With many PSUs having presence in infrastructure-related sectors, the government’s increased focus on them has had a positive impact on companies. The allocation for infrastructure spending, as a percentage of GDP (gross domestic product), has increased from 1.13% in 2019-20 to a projected 3.2% in 2026-27. If the government continues to spend big on infrastructure, PSUs would gain. PSUs saw an uptick in their fortunes in tune with the government’s spending on the sector to improve the overall economy, say experts.

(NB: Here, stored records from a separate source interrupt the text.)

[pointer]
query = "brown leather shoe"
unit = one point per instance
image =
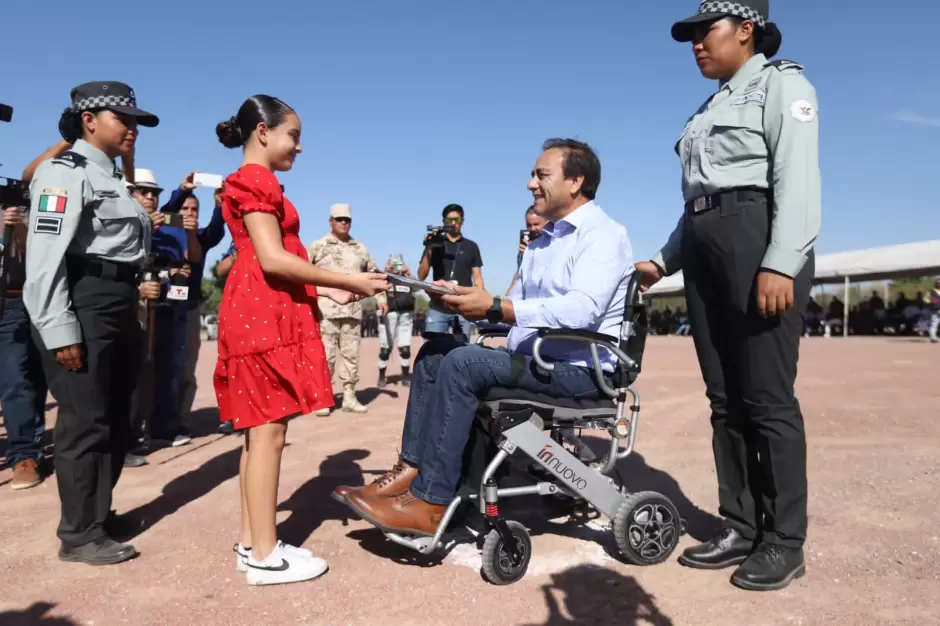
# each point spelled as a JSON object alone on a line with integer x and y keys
{"x": 403, "y": 513}
{"x": 395, "y": 481}
{"x": 26, "y": 474}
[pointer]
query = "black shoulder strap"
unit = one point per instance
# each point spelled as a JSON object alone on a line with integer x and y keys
{"x": 71, "y": 158}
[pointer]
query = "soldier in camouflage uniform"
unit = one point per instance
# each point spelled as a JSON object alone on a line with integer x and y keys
{"x": 340, "y": 325}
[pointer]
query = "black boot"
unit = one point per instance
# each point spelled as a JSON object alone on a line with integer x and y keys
{"x": 725, "y": 549}
{"x": 769, "y": 568}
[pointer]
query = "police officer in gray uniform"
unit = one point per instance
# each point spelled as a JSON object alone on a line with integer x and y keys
{"x": 751, "y": 184}
{"x": 88, "y": 239}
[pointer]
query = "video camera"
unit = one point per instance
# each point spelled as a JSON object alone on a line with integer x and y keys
{"x": 437, "y": 234}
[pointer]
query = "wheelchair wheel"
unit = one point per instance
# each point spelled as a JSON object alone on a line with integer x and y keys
{"x": 498, "y": 567}
{"x": 647, "y": 528}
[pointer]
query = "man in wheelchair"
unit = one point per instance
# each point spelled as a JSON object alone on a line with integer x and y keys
{"x": 574, "y": 277}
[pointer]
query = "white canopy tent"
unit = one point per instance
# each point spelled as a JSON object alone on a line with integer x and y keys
{"x": 906, "y": 260}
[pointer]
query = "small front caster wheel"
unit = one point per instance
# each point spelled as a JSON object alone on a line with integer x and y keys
{"x": 647, "y": 528}
{"x": 498, "y": 566}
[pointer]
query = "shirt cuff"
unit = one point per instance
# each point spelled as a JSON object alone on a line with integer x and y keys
{"x": 668, "y": 268}
{"x": 527, "y": 313}
{"x": 783, "y": 261}
{"x": 57, "y": 337}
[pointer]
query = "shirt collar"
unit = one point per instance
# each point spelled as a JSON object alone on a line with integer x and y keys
{"x": 572, "y": 221}
{"x": 754, "y": 64}
{"x": 96, "y": 156}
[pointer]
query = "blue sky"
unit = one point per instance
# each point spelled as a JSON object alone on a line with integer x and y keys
{"x": 410, "y": 105}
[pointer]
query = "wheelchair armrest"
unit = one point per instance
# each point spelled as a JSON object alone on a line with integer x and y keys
{"x": 593, "y": 340}
{"x": 583, "y": 335}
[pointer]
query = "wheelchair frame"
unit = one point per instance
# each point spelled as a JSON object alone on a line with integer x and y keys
{"x": 649, "y": 513}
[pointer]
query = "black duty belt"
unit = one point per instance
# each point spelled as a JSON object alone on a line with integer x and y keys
{"x": 726, "y": 198}
{"x": 105, "y": 270}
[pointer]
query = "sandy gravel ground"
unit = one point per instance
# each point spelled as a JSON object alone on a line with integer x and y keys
{"x": 871, "y": 408}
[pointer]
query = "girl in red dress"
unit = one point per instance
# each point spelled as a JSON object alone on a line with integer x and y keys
{"x": 272, "y": 365}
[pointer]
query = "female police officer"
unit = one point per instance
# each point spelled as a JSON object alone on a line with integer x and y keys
{"x": 87, "y": 241}
{"x": 745, "y": 244}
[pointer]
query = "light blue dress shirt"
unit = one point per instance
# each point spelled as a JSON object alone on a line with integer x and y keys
{"x": 574, "y": 276}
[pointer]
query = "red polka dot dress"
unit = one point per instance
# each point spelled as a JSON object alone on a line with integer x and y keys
{"x": 272, "y": 363}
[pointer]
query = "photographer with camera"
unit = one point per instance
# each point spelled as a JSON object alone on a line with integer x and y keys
{"x": 534, "y": 223}
{"x": 397, "y": 322}
{"x": 22, "y": 382}
{"x": 453, "y": 258}
{"x": 174, "y": 242}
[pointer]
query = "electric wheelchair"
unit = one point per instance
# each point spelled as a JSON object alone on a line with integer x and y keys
{"x": 521, "y": 446}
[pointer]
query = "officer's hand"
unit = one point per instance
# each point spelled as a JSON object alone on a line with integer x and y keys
{"x": 774, "y": 293}
{"x": 150, "y": 290}
{"x": 157, "y": 219}
{"x": 14, "y": 216}
{"x": 70, "y": 357}
{"x": 366, "y": 284}
{"x": 187, "y": 184}
{"x": 651, "y": 272}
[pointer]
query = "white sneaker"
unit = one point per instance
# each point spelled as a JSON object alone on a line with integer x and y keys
{"x": 283, "y": 566}
{"x": 242, "y": 555}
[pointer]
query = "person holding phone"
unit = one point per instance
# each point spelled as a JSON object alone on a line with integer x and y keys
{"x": 272, "y": 363}
{"x": 88, "y": 240}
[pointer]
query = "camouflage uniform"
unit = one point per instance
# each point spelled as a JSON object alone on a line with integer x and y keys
{"x": 340, "y": 323}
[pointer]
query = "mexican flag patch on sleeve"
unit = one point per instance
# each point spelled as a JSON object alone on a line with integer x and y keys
{"x": 52, "y": 203}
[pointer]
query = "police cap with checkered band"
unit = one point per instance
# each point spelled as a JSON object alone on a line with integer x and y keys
{"x": 758, "y": 11}
{"x": 113, "y": 96}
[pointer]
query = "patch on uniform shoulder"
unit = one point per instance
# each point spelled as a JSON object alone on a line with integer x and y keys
{"x": 48, "y": 225}
{"x": 754, "y": 96}
{"x": 803, "y": 111}
{"x": 52, "y": 202}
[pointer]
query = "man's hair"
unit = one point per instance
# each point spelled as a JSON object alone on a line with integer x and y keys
{"x": 452, "y": 208}
{"x": 580, "y": 160}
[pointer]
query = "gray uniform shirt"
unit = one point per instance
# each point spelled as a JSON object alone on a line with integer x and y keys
{"x": 759, "y": 130}
{"x": 78, "y": 206}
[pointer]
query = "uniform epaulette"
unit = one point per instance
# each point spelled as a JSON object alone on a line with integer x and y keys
{"x": 783, "y": 64}
{"x": 72, "y": 159}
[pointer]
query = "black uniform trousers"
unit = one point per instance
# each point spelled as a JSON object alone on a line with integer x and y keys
{"x": 93, "y": 429}
{"x": 749, "y": 364}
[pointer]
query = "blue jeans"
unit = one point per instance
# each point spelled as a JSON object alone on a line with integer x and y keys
{"x": 22, "y": 384}
{"x": 169, "y": 360}
{"x": 448, "y": 379}
{"x": 441, "y": 322}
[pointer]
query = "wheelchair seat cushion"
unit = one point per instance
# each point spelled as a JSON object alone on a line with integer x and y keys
{"x": 563, "y": 408}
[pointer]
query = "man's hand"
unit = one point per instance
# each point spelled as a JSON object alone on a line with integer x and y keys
{"x": 651, "y": 272}
{"x": 70, "y": 357}
{"x": 471, "y": 302}
{"x": 774, "y": 293}
{"x": 150, "y": 290}
{"x": 187, "y": 184}
{"x": 157, "y": 219}
{"x": 15, "y": 216}
{"x": 190, "y": 222}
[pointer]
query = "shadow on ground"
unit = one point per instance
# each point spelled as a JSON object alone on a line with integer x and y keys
{"x": 588, "y": 594}
{"x": 311, "y": 505}
{"x": 36, "y": 615}
{"x": 182, "y": 490}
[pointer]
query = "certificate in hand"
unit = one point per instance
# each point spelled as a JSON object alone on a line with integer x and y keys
{"x": 419, "y": 285}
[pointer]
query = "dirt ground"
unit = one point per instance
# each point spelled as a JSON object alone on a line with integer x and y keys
{"x": 873, "y": 555}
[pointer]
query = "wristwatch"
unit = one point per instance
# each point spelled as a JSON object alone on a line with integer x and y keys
{"x": 495, "y": 314}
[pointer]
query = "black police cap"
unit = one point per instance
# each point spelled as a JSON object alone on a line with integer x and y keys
{"x": 113, "y": 96}
{"x": 758, "y": 11}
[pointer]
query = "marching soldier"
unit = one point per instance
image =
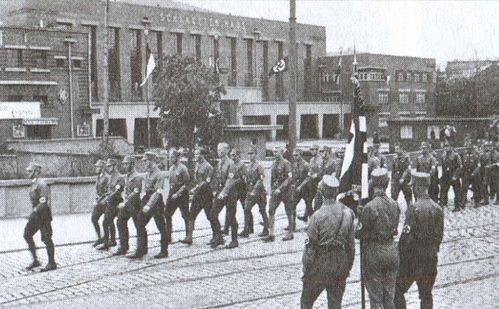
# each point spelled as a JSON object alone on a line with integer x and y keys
{"x": 301, "y": 186}
{"x": 40, "y": 218}
{"x": 451, "y": 168}
{"x": 202, "y": 192}
{"x": 99, "y": 208}
{"x": 113, "y": 198}
{"x": 331, "y": 165}
{"x": 130, "y": 207}
{"x": 378, "y": 225}
{"x": 314, "y": 176}
{"x": 227, "y": 177}
{"x": 178, "y": 196}
{"x": 470, "y": 164}
{"x": 426, "y": 163}
{"x": 281, "y": 175}
{"x": 401, "y": 175}
{"x": 256, "y": 194}
{"x": 152, "y": 207}
{"x": 329, "y": 250}
{"x": 419, "y": 244}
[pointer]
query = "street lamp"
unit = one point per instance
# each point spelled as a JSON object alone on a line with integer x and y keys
{"x": 146, "y": 22}
{"x": 256, "y": 33}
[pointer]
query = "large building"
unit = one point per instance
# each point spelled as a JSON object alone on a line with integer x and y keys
{"x": 393, "y": 87}
{"x": 243, "y": 48}
{"x": 44, "y": 84}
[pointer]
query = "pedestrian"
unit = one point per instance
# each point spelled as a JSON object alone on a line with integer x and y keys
{"x": 256, "y": 194}
{"x": 401, "y": 175}
{"x": 40, "y": 218}
{"x": 202, "y": 192}
{"x": 226, "y": 196}
{"x": 451, "y": 169}
{"x": 130, "y": 207}
{"x": 113, "y": 198}
{"x": 419, "y": 245}
{"x": 313, "y": 179}
{"x": 426, "y": 163}
{"x": 99, "y": 208}
{"x": 280, "y": 179}
{"x": 152, "y": 206}
{"x": 378, "y": 223}
{"x": 329, "y": 249}
{"x": 178, "y": 195}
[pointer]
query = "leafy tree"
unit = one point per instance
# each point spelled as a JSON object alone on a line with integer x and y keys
{"x": 187, "y": 94}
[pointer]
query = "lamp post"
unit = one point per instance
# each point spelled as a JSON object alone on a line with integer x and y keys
{"x": 146, "y": 22}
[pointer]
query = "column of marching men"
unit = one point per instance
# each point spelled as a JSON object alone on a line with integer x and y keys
{"x": 389, "y": 269}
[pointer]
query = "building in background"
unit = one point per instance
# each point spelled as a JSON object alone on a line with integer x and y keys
{"x": 44, "y": 84}
{"x": 241, "y": 49}
{"x": 393, "y": 87}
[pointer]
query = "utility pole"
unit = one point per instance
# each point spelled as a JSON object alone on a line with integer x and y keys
{"x": 105, "y": 78}
{"x": 292, "y": 76}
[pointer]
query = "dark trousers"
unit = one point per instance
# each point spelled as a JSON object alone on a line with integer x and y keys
{"x": 40, "y": 221}
{"x": 156, "y": 212}
{"x": 419, "y": 269}
{"x": 444, "y": 192}
{"x": 172, "y": 205}
{"x": 405, "y": 188}
{"x": 130, "y": 210}
{"x": 97, "y": 212}
{"x": 231, "y": 203}
{"x": 250, "y": 201}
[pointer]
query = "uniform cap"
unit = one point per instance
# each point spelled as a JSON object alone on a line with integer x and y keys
{"x": 420, "y": 179}
{"x": 380, "y": 177}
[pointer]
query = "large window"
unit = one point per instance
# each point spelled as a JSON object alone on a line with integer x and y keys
{"x": 406, "y": 132}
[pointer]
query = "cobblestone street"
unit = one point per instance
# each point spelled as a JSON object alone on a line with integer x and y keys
{"x": 255, "y": 275}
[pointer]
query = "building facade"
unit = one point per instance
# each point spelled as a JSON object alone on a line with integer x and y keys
{"x": 392, "y": 86}
{"x": 44, "y": 84}
{"x": 243, "y": 49}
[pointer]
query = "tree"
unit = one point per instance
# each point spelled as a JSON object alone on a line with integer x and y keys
{"x": 187, "y": 94}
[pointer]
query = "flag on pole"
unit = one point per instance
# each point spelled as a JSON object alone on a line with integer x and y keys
{"x": 280, "y": 66}
{"x": 151, "y": 64}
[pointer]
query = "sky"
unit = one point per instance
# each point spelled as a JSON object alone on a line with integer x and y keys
{"x": 444, "y": 30}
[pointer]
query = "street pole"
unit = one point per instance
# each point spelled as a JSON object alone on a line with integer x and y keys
{"x": 146, "y": 23}
{"x": 105, "y": 78}
{"x": 292, "y": 76}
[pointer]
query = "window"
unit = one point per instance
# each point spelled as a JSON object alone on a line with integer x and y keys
{"x": 404, "y": 98}
{"x": 406, "y": 132}
{"x": 383, "y": 98}
{"x": 420, "y": 98}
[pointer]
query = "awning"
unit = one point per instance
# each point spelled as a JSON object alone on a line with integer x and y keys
{"x": 40, "y": 122}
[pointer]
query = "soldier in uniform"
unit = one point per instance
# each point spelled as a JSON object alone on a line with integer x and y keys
{"x": 470, "y": 164}
{"x": 331, "y": 165}
{"x": 113, "y": 198}
{"x": 40, "y": 218}
{"x": 281, "y": 175}
{"x": 152, "y": 207}
{"x": 377, "y": 227}
{"x": 313, "y": 178}
{"x": 419, "y": 244}
{"x": 301, "y": 186}
{"x": 178, "y": 195}
{"x": 202, "y": 192}
{"x": 130, "y": 207}
{"x": 256, "y": 194}
{"x": 329, "y": 250}
{"x": 426, "y": 163}
{"x": 401, "y": 175}
{"x": 227, "y": 177}
{"x": 451, "y": 169}
{"x": 99, "y": 208}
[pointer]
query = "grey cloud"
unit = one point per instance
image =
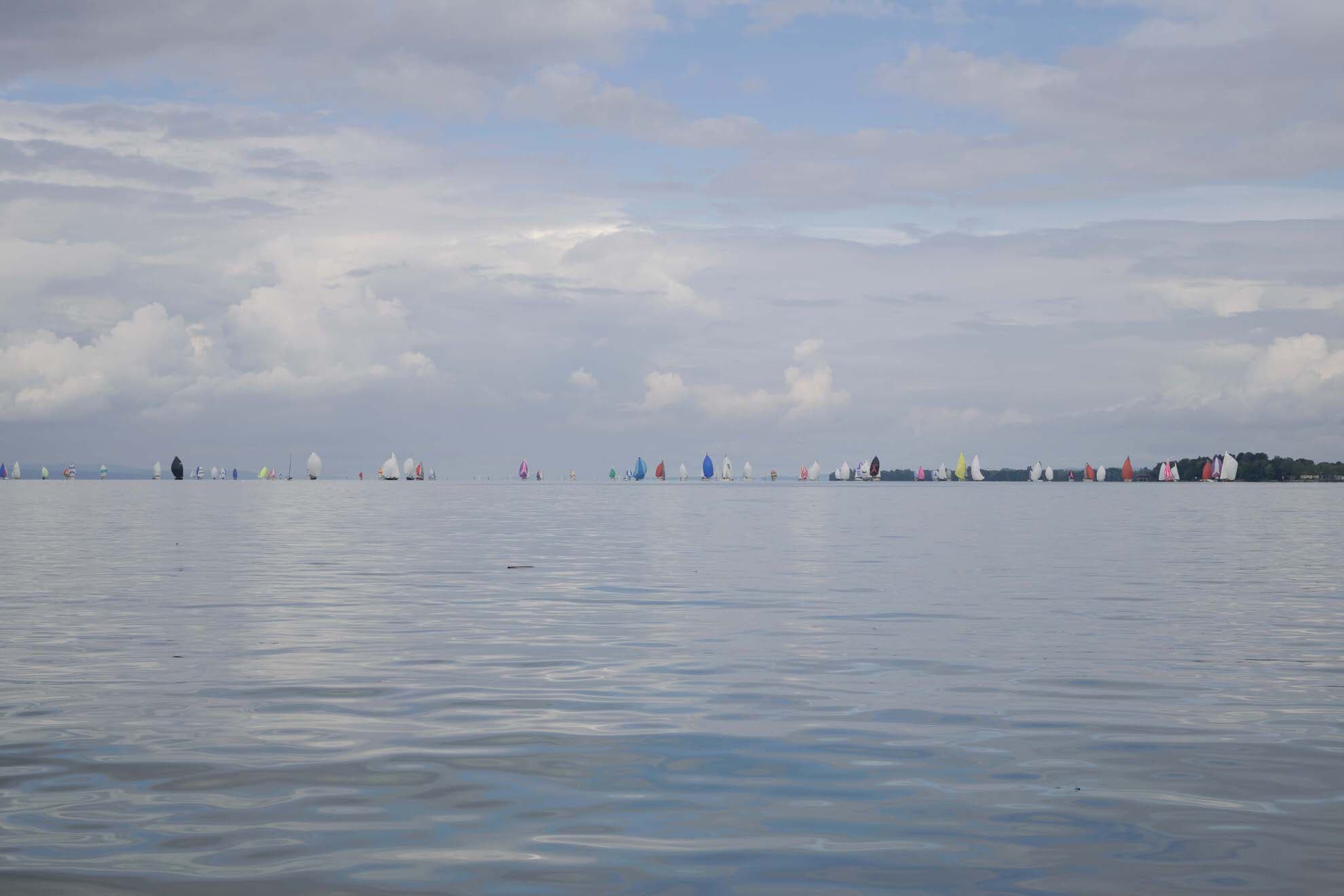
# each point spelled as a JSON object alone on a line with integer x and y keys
{"x": 34, "y": 156}
{"x": 445, "y": 57}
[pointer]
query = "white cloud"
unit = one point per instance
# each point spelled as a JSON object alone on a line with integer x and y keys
{"x": 573, "y": 96}
{"x": 148, "y": 356}
{"x": 582, "y": 379}
{"x": 809, "y": 391}
{"x": 961, "y": 421}
{"x": 663, "y": 390}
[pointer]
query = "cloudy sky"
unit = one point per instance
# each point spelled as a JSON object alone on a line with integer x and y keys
{"x": 578, "y": 231}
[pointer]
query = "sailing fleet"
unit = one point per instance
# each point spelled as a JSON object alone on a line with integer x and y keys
{"x": 1219, "y": 468}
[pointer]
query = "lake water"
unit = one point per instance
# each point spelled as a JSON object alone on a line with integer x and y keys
{"x": 755, "y": 688}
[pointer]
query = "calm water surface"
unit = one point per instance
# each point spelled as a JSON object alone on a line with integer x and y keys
{"x": 780, "y": 688}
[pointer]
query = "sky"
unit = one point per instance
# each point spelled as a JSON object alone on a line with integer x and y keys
{"x": 581, "y": 231}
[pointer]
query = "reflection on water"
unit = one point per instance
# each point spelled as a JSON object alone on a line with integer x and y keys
{"x": 702, "y": 687}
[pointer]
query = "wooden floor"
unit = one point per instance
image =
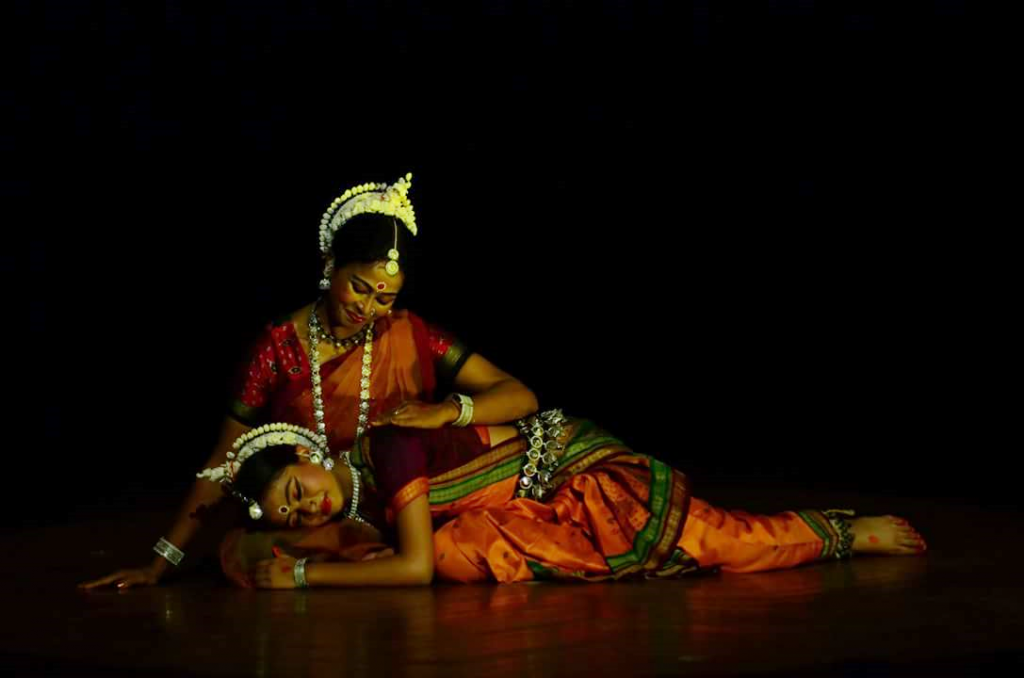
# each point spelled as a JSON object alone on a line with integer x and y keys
{"x": 960, "y": 610}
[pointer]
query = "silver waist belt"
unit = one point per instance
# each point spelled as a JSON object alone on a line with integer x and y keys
{"x": 544, "y": 432}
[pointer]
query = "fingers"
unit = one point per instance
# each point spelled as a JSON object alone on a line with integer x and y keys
{"x": 111, "y": 579}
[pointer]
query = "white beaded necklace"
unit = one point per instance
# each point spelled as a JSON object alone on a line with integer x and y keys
{"x": 316, "y": 334}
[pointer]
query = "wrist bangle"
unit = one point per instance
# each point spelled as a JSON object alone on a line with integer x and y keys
{"x": 300, "y": 574}
{"x": 466, "y": 410}
{"x": 168, "y": 551}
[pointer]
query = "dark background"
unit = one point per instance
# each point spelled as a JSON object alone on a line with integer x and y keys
{"x": 743, "y": 240}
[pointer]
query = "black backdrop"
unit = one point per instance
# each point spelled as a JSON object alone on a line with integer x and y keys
{"x": 733, "y": 237}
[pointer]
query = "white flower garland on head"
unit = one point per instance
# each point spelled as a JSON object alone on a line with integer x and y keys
{"x": 260, "y": 438}
{"x": 376, "y": 198}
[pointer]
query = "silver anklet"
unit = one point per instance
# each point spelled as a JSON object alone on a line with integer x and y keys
{"x": 843, "y": 526}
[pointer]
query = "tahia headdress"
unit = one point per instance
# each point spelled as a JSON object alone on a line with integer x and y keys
{"x": 260, "y": 438}
{"x": 377, "y": 198}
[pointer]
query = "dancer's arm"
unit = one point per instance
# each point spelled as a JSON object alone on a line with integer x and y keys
{"x": 413, "y": 565}
{"x": 498, "y": 397}
{"x": 204, "y": 496}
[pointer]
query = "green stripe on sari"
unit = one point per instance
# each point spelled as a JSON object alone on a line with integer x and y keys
{"x": 660, "y": 488}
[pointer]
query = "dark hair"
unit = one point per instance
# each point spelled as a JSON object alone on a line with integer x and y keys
{"x": 368, "y": 237}
{"x": 261, "y": 469}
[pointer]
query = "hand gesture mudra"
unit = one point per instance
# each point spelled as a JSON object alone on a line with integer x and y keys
{"x": 415, "y": 414}
{"x": 125, "y": 579}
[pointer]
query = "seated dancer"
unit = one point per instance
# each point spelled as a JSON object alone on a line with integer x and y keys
{"x": 550, "y": 499}
{"x": 368, "y": 357}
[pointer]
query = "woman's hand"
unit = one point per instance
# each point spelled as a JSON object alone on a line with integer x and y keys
{"x": 275, "y": 573}
{"x": 125, "y": 579}
{"x": 414, "y": 414}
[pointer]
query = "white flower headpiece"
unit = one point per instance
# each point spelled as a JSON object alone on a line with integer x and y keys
{"x": 377, "y": 198}
{"x": 260, "y": 438}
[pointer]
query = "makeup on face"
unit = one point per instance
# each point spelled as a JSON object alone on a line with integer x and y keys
{"x": 308, "y": 495}
{"x": 363, "y": 291}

“Over the past few years, PSU banks have significantly improved their balance sheets with a sharp decline in NPAs, while the government’s sustained infrastructure and capital expenditure push has supported sectors such as defence, power and energy where many PSUs operate,” Tandale said. “These funds also benefited from starting at relatively depressed valuations, so the rally reflected both improved fundamentals and a market re-rating of the sector,” she said.
The union government’s sustained commitment to infrastructure-led economic growth with increase in capital expenditure to a record ₹12.2 lakh crore in the budget for 2026.27, alongside the proposed ‘Infrastructure Risk Guarantee Fund’, meaningfully improves project viability, enhances risk-sharing, and will further mobilises long-duration institutional capital, say industry experts.
Can the category sustain the momentum? Advisors say that these funds would not be able to match the current performance. “Expecting the same pace of returns going forward may not be realistic. From here, performance will depend more on earnings delivery and execution rather than valuation expansion,” Tandale said.
“Power generation companies like NTPC and GAIL, shipping companies like SCI, fertilizer companies like NFL, RCF will face pressure due to higher input costs (due to the Iran-Israel war). This can affect the performance of the overall PSUs in the medium term,” Jain said. “The structural capex cycle, governance reforms, strong order books will help PSUs in the long term. The future returns from these funds will depend far more on earnings growth and actual execution of government capex plans,” she said.
How much should investors allocate to thematic funds such as equity MFs investing in PSUs? “Investors should also recognise that sectoral or thematic calls, including PSU-focused strategies, are inherently high-risk bets because they involve concentrated exposure to a narrow segment of the market and are often linked to policy cycles,” Tandale said.
“Go for PSU or any thematic funds only if you have a high-risk appetite, lots of patience to endure negative and below-industry average returns for a few years and also have the know-how of when to get in and out of these funds,” Jain said.
“For most retail investors the core of the portfolio should remain in diversified categories such as flexi-cap funds, which offer broader market exposure and better risk diversification over long investment horizons,” Tandale said. “Invest in well-diversified flexi cap funds, so the fund manager can do the job for you,” Jain said.